We’re all familiar with the need for self-esteem. But what creates self-esteem? Feeling good about yourself? Many interpret this to mean: Don’t hold yourself accountable for your actions, and instead make excuses. Otherwise, you’re blaming the “victim,” i.e., yourself.

Not true. When you aren’t a victim, you shouldn’t look at yourself as a victim. You should own your own role in contributing to the problem, and in many cases you probably did (however unintentionally). Liberate yourself from childish anger and resentment, and rise to the level of accepting responsibility for your errors…so you can challenge and correct them. This is what being grown up means. It’s also what serves your own best interests, enables you to be most in contact with objective reality, and fosters rational and independent living.

Beware of people who don’t want you to think or feel responsible for your own actions. They’re all around us. They have their own agendas. Perhaps they know they hold you back by fostering a victim mentality within you. Perhaps they really think it is the nicer and better attitude to foster. But how well has this worked out for them?

And if they appear to live very successful and effective lives, didn’t they get that way through repeatedly taking responsibility for themselves? Why do they hold themselves to this standard, while not expecting or encouraging you to do so? What does this say about their estimation of you—and how well can you trust them?

Most people assume: Either be nice to yourself, or be hard on yourself. The first is healthier; the second is more moral.

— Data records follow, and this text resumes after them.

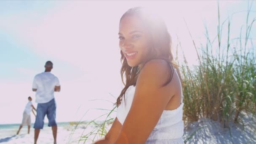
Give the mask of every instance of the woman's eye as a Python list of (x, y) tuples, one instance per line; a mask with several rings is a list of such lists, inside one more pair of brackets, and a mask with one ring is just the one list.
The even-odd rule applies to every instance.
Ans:
[(124, 39), (124, 38), (123, 37), (118, 37), (118, 38), (120, 40), (122, 40)]

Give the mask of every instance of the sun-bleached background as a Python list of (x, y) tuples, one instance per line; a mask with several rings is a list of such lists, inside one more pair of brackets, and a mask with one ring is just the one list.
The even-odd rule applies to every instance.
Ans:
[[(231, 28), (238, 28), (231, 35), (239, 35), (248, 2), (219, 5), (221, 21), (240, 12), (230, 18)], [(211, 37), (216, 35), (216, 1), (0, 1), (0, 124), (21, 122), (28, 96), (36, 105), (32, 81), (48, 60), (53, 63), (52, 72), (61, 86), (55, 94), (58, 121), (90, 120), (107, 112), (95, 109), (111, 109), (107, 101), (115, 102), (122, 87), (119, 19), (138, 6), (162, 16), (173, 47), (177, 35), (191, 65), (196, 64), (197, 56), (184, 20), (197, 45), (205, 38), (205, 25)], [(255, 4), (252, 6), (256, 11)]]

I reject the false alternative. When you accept responsibility for your errors, you set the stage for continuous improvement, learning and progress. This is the way to feel good, about yourself and about life. And there’s no need to be hard or harsh with yourself. All you need to do is be reasonable and honest. Stick to the facts. Live in reality. There’s no better way to learn how to feel good about yourself. This isn’t mean. It’s honest, it’s reality-oriented—and it’s the way to feel authentically good.